In short, I didn’t like this one that much. Writing-wise, it definitely read more like an amateur YA novel than one for adults - very shallow and angsty - and much of the plot didn’t make much sense to me, mostly because the motivations behind the characters’ actions were confusing (and that’s even after considering that the characters are teenagers) or absent altogether. I’m honestly surprised that this one was written after Out, because it was just so much worse in quality. Perhaps this was a translation issue...?
It was also surprisingly sexual for a book about teenagers, and in my opinion, unrealistically so. And I swear, I'm not trying to be the modesty police here! If sexuality was going to be such a big theme, perhaps Kirino should have aged up her characters to be college students, or taken out some of the scenes she wrote into the book, because the adult situations these kids got into felt very out of place and far-fetched to me.

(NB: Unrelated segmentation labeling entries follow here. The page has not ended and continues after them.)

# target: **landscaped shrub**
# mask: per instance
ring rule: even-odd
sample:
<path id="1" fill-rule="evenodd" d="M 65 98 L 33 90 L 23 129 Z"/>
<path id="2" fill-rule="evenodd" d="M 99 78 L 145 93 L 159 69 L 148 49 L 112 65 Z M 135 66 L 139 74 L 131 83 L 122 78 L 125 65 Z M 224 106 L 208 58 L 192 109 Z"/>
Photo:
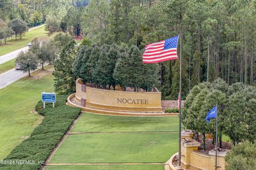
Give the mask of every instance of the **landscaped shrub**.
<path id="1" fill-rule="evenodd" d="M 255 170 L 256 144 L 246 142 L 233 146 L 225 159 L 227 170 Z"/>
<path id="2" fill-rule="evenodd" d="M 30 136 L 4 158 L 0 164 L 0 169 L 39 169 L 80 113 L 80 109 L 66 105 L 67 97 L 57 96 L 54 108 L 52 104 L 47 103 L 43 109 L 43 103 L 38 102 L 36 110 L 44 116 L 44 118 Z"/>
<path id="3" fill-rule="evenodd" d="M 164 113 L 179 113 L 179 110 L 177 108 L 166 108 L 164 110 Z"/>

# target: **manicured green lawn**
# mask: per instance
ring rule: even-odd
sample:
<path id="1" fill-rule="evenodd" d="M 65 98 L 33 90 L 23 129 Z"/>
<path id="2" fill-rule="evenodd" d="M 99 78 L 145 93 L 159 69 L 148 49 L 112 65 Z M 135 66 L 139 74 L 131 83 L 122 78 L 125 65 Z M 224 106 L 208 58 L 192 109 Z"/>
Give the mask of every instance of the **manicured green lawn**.
<path id="1" fill-rule="evenodd" d="M 72 132 L 179 131 L 179 117 L 127 117 L 83 113 Z"/>
<path id="2" fill-rule="evenodd" d="M 52 165 L 45 170 L 163 170 L 162 165 Z"/>
<path id="3" fill-rule="evenodd" d="M 178 151 L 178 133 L 69 135 L 50 163 L 165 163 Z"/>
<path id="4" fill-rule="evenodd" d="M 44 26 L 28 31 L 25 34 L 25 36 L 22 37 L 22 39 L 18 38 L 15 40 L 14 38 L 13 40 L 8 40 L 7 44 L 0 46 L 0 57 L 1 55 L 26 47 L 35 38 L 46 37 L 47 31 L 44 30 Z"/>
<path id="5" fill-rule="evenodd" d="M 15 58 L 0 64 L 0 74 L 14 67 Z"/>
<path id="6" fill-rule="evenodd" d="M 41 92 L 53 91 L 51 72 L 38 70 L 31 75 L 36 79 L 26 76 L 0 89 L 0 160 L 41 121 L 33 112 Z"/>

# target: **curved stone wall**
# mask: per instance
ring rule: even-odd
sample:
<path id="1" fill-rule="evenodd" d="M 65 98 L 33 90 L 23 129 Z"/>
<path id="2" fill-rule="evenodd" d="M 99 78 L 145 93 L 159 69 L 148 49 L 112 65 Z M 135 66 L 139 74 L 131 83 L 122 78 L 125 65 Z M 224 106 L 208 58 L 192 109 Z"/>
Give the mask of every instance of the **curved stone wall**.
<path id="1" fill-rule="evenodd" d="M 76 92 L 68 98 L 68 104 L 93 113 L 127 116 L 177 116 L 163 112 L 161 92 L 130 92 L 97 89 L 76 81 Z"/>
<path id="2" fill-rule="evenodd" d="M 76 80 L 76 101 L 96 108 L 133 112 L 162 112 L 161 92 L 128 92 L 91 88 Z M 82 100 L 82 102 L 81 102 Z"/>

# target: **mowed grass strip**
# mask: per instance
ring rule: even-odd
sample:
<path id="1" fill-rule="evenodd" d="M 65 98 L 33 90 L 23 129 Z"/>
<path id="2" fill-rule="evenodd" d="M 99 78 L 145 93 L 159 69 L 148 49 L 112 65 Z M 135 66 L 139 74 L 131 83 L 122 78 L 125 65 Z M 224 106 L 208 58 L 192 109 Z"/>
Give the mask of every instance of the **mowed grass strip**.
<path id="1" fill-rule="evenodd" d="M 83 113 L 71 132 L 179 131 L 179 117 L 128 117 Z"/>
<path id="2" fill-rule="evenodd" d="M 14 67 L 15 60 L 13 59 L 0 64 L 0 74 Z"/>
<path id="3" fill-rule="evenodd" d="M 43 26 L 27 32 L 21 39 L 17 38 L 15 40 L 14 37 L 12 40 L 9 39 L 6 44 L 0 46 L 0 57 L 1 55 L 26 47 L 35 38 L 44 39 L 46 37 L 47 31 L 45 30 L 45 27 Z"/>
<path id="4" fill-rule="evenodd" d="M 51 165 L 45 170 L 163 170 L 162 165 Z"/>
<path id="5" fill-rule="evenodd" d="M 42 92 L 53 91 L 51 71 L 40 70 L 31 75 L 34 77 L 25 77 L 0 89 L 0 160 L 41 122 L 42 117 L 33 112 L 35 105 Z"/>
<path id="6" fill-rule="evenodd" d="M 164 163 L 178 144 L 178 133 L 70 135 L 49 163 Z"/>

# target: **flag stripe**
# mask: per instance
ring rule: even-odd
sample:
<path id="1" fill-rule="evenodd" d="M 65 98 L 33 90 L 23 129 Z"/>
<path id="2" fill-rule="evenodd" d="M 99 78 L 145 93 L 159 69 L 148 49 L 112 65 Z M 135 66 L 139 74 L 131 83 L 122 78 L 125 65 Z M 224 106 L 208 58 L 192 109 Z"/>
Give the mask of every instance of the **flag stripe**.
<path id="1" fill-rule="evenodd" d="M 177 57 L 169 57 L 168 58 L 165 58 L 165 59 L 162 59 L 160 60 L 158 60 L 157 61 L 152 61 L 151 60 L 150 60 L 149 61 L 146 61 L 145 60 L 143 60 L 143 63 L 145 64 L 151 64 L 151 63 L 158 63 L 158 62 L 164 62 L 165 61 L 168 61 L 168 60 L 177 60 Z"/>
<path id="2" fill-rule="evenodd" d="M 156 62 L 160 62 L 160 61 L 162 61 L 162 60 L 170 60 L 170 58 L 172 58 L 171 60 L 175 60 L 175 59 L 177 59 L 178 58 L 178 56 L 166 56 L 166 57 L 161 57 L 161 58 L 156 58 L 156 59 L 153 59 L 153 60 L 143 60 L 143 62 L 155 62 L 155 63 L 156 63 Z M 165 60 L 165 59 L 168 59 L 168 60 Z"/>
<path id="3" fill-rule="evenodd" d="M 163 57 L 168 57 L 168 56 L 170 56 L 170 57 L 176 57 L 178 58 L 178 56 L 177 56 L 177 54 L 167 54 L 167 55 L 165 55 L 164 56 L 158 56 L 158 57 L 151 57 L 151 58 L 142 57 L 142 60 L 154 60 L 154 59 L 158 59 L 158 58 L 163 58 Z"/>
<path id="4" fill-rule="evenodd" d="M 163 50 L 163 47 L 160 47 L 160 48 L 155 48 L 155 49 L 147 49 L 145 50 L 145 53 L 148 53 L 150 52 L 157 52 L 157 51 L 162 51 Z"/>
<path id="5" fill-rule="evenodd" d="M 164 40 L 160 41 L 160 42 L 155 42 L 155 43 L 152 43 L 152 44 L 148 44 L 148 45 L 146 45 L 146 47 L 147 47 L 151 46 L 151 45 L 157 45 L 157 44 L 163 44 L 163 43 L 164 44 Z"/>
<path id="6" fill-rule="evenodd" d="M 159 47 L 164 47 L 164 43 L 163 44 L 161 45 L 154 45 L 154 46 L 150 46 L 148 47 L 146 47 L 146 49 L 155 49 L 156 48 L 159 48 Z"/>
<path id="7" fill-rule="evenodd" d="M 167 49 L 167 50 L 161 50 L 161 52 L 153 52 L 153 53 L 144 53 L 143 54 L 142 56 L 146 57 L 146 56 L 155 56 L 156 54 L 157 54 L 158 55 L 163 54 L 177 54 L 177 52 L 176 51 L 176 49 Z"/>
<path id="8" fill-rule="evenodd" d="M 179 36 L 147 45 L 142 55 L 143 63 L 154 63 L 178 59 L 177 45 Z"/>

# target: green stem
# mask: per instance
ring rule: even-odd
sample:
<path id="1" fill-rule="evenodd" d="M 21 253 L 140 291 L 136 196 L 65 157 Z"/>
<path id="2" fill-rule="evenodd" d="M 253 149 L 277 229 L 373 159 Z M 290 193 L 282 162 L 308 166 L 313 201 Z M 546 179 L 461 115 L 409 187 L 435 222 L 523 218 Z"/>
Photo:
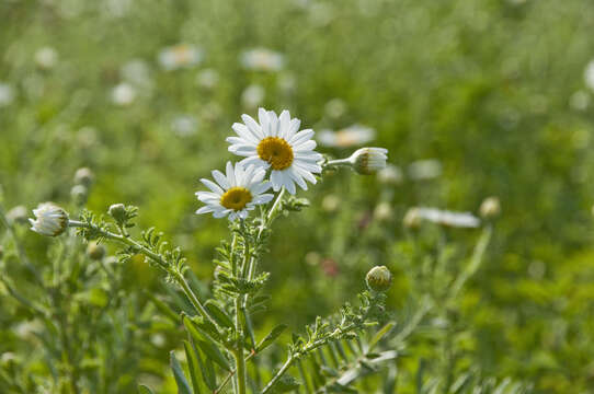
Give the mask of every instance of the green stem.
<path id="1" fill-rule="evenodd" d="M 293 361 L 295 361 L 295 358 L 293 358 L 293 356 L 289 356 L 287 360 L 285 361 L 285 363 L 283 364 L 283 367 L 281 367 L 278 372 L 276 372 L 274 378 L 272 378 L 269 384 L 266 384 L 266 386 L 264 387 L 264 390 L 262 390 L 261 394 L 266 394 L 267 392 L 271 391 L 271 389 L 276 384 L 278 379 L 281 379 L 285 374 L 285 372 L 287 372 L 287 370 L 290 368 L 290 366 L 293 364 Z"/>
<path id="2" fill-rule="evenodd" d="M 159 267 L 161 267 L 162 269 L 164 269 L 169 274 L 171 274 L 171 276 L 175 279 L 178 285 L 180 285 L 180 287 L 182 288 L 183 292 L 185 293 L 185 296 L 187 297 L 190 302 L 192 302 L 192 305 L 194 305 L 196 311 L 204 318 L 207 318 L 210 323 L 213 323 L 215 325 L 215 327 L 220 328 L 218 323 L 213 318 L 213 316 L 210 316 L 210 314 L 208 313 L 206 308 L 204 308 L 202 302 L 198 300 L 198 298 L 196 297 L 194 291 L 192 291 L 192 289 L 190 288 L 190 285 L 187 285 L 187 281 L 185 280 L 183 274 L 180 273 L 179 270 L 172 270 L 170 268 L 169 263 L 167 262 L 167 259 L 163 256 L 152 252 L 151 250 L 149 250 L 148 247 L 146 247 L 146 246 L 141 245 L 140 243 L 134 241 L 129 236 L 115 234 L 115 233 L 112 233 L 110 231 L 103 230 L 103 229 L 101 229 L 101 228 L 99 228 L 96 225 L 92 225 L 92 224 L 88 224 L 88 223 L 83 223 L 83 222 L 79 222 L 79 221 L 75 221 L 75 220 L 70 220 L 68 225 L 73 227 L 73 228 L 92 229 L 93 231 L 96 231 L 96 232 L 101 233 L 101 235 L 103 237 L 105 237 L 106 240 L 114 240 L 114 241 L 117 241 L 119 243 L 129 245 L 129 246 L 134 247 L 136 251 L 138 251 L 138 252 L 142 253 L 144 255 L 146 255 L 147 257 L 149 257 L 151 260 L 157 263 L 159 265 Z"/>

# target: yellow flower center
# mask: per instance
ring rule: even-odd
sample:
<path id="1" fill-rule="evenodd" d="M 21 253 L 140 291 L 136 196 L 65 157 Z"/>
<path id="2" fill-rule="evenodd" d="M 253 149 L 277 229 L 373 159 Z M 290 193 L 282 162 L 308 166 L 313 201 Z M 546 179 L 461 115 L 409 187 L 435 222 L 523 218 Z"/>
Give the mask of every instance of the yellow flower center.
<path id="1" fill-rule="evenodd" d="M 277 171 L 285 170 L 293 163 L 293 148 L 278 137 L 266 137 L 260 141 L 258 155 Z"/>
<path id="2" fill-rule="evenodd" d="M 220 205 L 227 209 L 242 210 L 252 200 L 252 194 L 245 187 L 231 187 L 222 197 Z"/>

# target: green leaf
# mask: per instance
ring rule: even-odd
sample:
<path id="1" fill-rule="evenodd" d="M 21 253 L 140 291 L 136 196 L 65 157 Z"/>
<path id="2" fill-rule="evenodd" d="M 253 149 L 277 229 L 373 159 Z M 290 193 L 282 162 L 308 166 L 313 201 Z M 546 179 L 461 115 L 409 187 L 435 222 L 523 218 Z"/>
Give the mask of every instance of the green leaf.
<path id="1" fill-rule="evenodd" d="M 165 304 L 163 301 L 159 300 L 157 297 L 152 296 L 148 291 L 145 293 L 147 294 L 149 300 L 152 301 L 159 312 L 171 318 L 175 324 L 180 324 L 180 316 L 178 313 L 175 313 L 175 311 L 173 311 L 168 304 Z"/>
<path id="2" fill-rule="evenodd" d="M 218 324 L 220 324 L 224 327 L 233 327 L 233 322 L 231 318 L 225 313 L 224 310 L 220 309 L 220 306 L 213 300 L 208 300 L 204 303 L 208 312 L 210 312 L 210 315 L 217 321 Z"/>
<path id="3" fill-rule="evenodd" d="M 185 358 L 187 360 L 187 369 L 190 370 L 190 378 L 192 379 L 192 387 L 194 389 L 194 394 L 199 394 L 201 393 L 199 380 L 198 380 L 199 366 L 198 366 L 198 358 L 196 356 L 196 349 L 194 349 L 192 344 L 189 343 L 187 340 L 183 341 L 183 347 L 185 350 Z"/>
<path id="4" fill-rule="evenodd" d="M 192 394 L 192 389 L 190 389 L 190 384 L 185 379 L 182 366 L 180 366 L 180 361 L 178 361 L 178 359 L 175 358 L 175 354 L 172 350 L 169 355 L 171 361 L 171 369 L 173 370 L 173 376 L 175 378 L 175 383 L 178 384 L 178 393 Z"/>
<path id="5" fill-rule="evenodd" d="M 217 344 L 213 341 L 206 334 L 204 334 L 187 316 L 182 316 L 183 324 L 187 333 L 192 336 L 194 344 L 207 356 L 207 358 L 215 361 L 220 368 L 226 371 L 231 371 L 229 361 L 222 356 L 217 347 Z"/>
<path id="6" fill-rule="evenodd" d="M 278 338 L 278 336 L 281 334 L 283 334 L 283 332 L 287 328 L 287 326 L 285 324 L 281 324 L 281 325 L 277 325 L 276 327 L 274 327 L 269 335 L 266 335 L 264 337 L 264 339 L 262 339 L 260 341 L 260 344 L 258 344 L 258 346 L 255 347 L 255 351 L 256 352 L 260 352 L 262 350 L 264 350 L 265 348 L 267 348 L 269 346 L 271 346 L 275 340 L 276 338 Z"/>
<path id="7" fill-rule="evenodd" d="M 393 328 L 393 326 L 395 326 L 395 323 L 390 322 L 386 324 L 384 327 L 381 327 L 381 329 L 378 331 L 376 335 L 374 335 L 372 340 L 369 340 L 369 344 L 367 345 L 367 351 L 372 351 L 374 347 L 381 340 L 381 338 L 384 338 L 384 336 Z"/>
<path id="8" fill-rule="evenodd" d="M 138 385 L 138 394 L 153 394 L 153 393 L 152 393 L 152 390 L 150 390 L 146 385 L 139 384 Z"/>

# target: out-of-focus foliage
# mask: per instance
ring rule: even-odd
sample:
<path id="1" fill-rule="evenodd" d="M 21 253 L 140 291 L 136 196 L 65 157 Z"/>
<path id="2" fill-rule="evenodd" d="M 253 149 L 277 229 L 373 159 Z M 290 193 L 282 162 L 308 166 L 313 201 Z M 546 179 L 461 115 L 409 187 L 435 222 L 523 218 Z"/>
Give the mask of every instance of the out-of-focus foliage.
<path id="1" fill-rule="evenodd" d="M 365 125 L 402 179 L 336 172 L 305 194 L 311 207 L 279 221 L 271 240 L 264 268 L 273 299 L 256 329 L 283 322 L 298 331 L 362 290 L 374 265 L 396 274 L 388 303 L 407 314 L 421 296 L 452 283 L 447 275 L 416 280 L 422 268 L 444 259 L 457 271 L 480 236 L 404 230 L 407 210 L 477 212 L 495 195 L 502 215 L 486 260 L 455 306 L 423 322 L 426 334 L 405 350 L 410 362 L 399 360 L 403 392 L 415 392 L 423 371 L 436 372 L 420 358 L 449 358 L 437 366 L 467 371 L 465 379 L 510 376 L 544 393 L 593 390 L 594 83 L 584 76 L 594 58 L 593 2 L 5 0 L 0 19 L 8 209 L 30 211 L 44 200 L 73 209 L 73 174 L 90 167 L 88 207 L 138 205 L 140 224 L 171 234 L 207 292 L 227 227 L 194 215 L 194 192 L 198 177 L 230 159 L 225 137 L 239 115 L 264 105 L 288 108 L 317 131 Z M 282 61 L 261 54 L 267 70 L 247 67 L 254 48 Z M 343 157 L 353 148 L 320 151 Z M 50 242 L 23 224 L 15 232 L 33 264 L 52 264 Z M 2 236 L 2 269 L 41 300 L 33 278 L 10 263 L 12 239 Z M 133 315 L 152 311 L 147 293 L 183 310 L 148 265 L 123 269 Z M 72 293 L 84 290 L 72 286 Z M 19 334 L 33 316 L 7 291 L 0 286 L 0 354 L 26 355 L 41 347 Z M 181 334 L 169 333 L 167 344 L 182 349 Z M 432 346 L 438 335 L 450 339 L 439 340 L 449 350 Z M 146 350 L 130 370 L 140 382 L 164 379 L 162 391 L 172 392 L 161 339 L 161 350 Z M 4 358 L 3 369 L 12 362 Z"/>

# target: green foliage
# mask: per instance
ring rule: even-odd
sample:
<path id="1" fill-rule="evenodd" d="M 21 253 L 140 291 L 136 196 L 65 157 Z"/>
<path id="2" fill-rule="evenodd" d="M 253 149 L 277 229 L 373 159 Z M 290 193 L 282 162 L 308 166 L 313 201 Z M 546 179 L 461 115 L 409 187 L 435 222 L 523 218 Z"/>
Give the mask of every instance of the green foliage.
<path id="1" fill-rule="evenodd" d="M 210 393 L 231 372 L 185 321 L 231 370 L 228 346 L 241 343 L 256 392 L 284 364 L 292 333 L 307 344 L 305 327 L 329 316 L 323 338 L 345 301 L 363 315 L 355 294 L 380 265 L 393 275 L 388 313 L 370 318 L 381 324 L 329 339 L 271 390 L 591 390 L 591 2 L 9 0 L 0 16 L 0 392 L 71 393 L 77 375 L 82 392 L 175 393 L 176 349 L 191 390 Z M 164 69 L 159 54 L 178 43 L 199 47 L 202 61 Z M 281 53 L 284 68 L 242 67 L 254 47 Z M 205 83 L 209 70 L 218 78 Z M 113 100 L 122 84 L 135 92 L 128 104 Z M 193 193 L 231 157 L 225 137 L 254 115 L 242 99 L 253 85 L 261 105 L 290 109 L 318 136 L 375 129 L 398 176 L 324 166 L 310 190 L 283 199 L 277 221 L 254 211 L 228 236 L 224 221 L 194 215 Z M 319 151 L 328 163 L 356 148 Z M 425 159 L 438 171 L 419 177 Z M 75 176 L 80 167 L 92 176 Z M 480 230 L 402 225 L 411 207 L 478 212 L 491 195 L 501 215 Z M 46 200 L 85 223 L 77 231 L 107 256 L 93 262 L 71 233 L 28 231 Z M 117 201 L 124 215 L 110 216 Z M 105 232 L 134 244 L 114 246 Z M 244 256 L 252 276 L 241 275 Z M 238 296 L 248 298 L 239 338 Z M 62 332 L 76 344 L 70 361 Z M 365 356 L 358 340 L 384 356 Z"/>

This novel was described as a Feminist Noir, too, but didn’t feel much like one. It felt whiny, and muddled, and not very Noir at all, especially compared to Out. I really tried not to compare the two while I read, and even then I still found myself disappointed. It didn't seem very feminist, either, given all the misogyny and the sexual harassment/assault. I'm starting to think these two are recurring themes in Kirino's work, and I don't think I'll be reading her debut, Grotesque, after having finished this one.
I did appreciate the reference to Koushun Takami’s Battle Royale, though.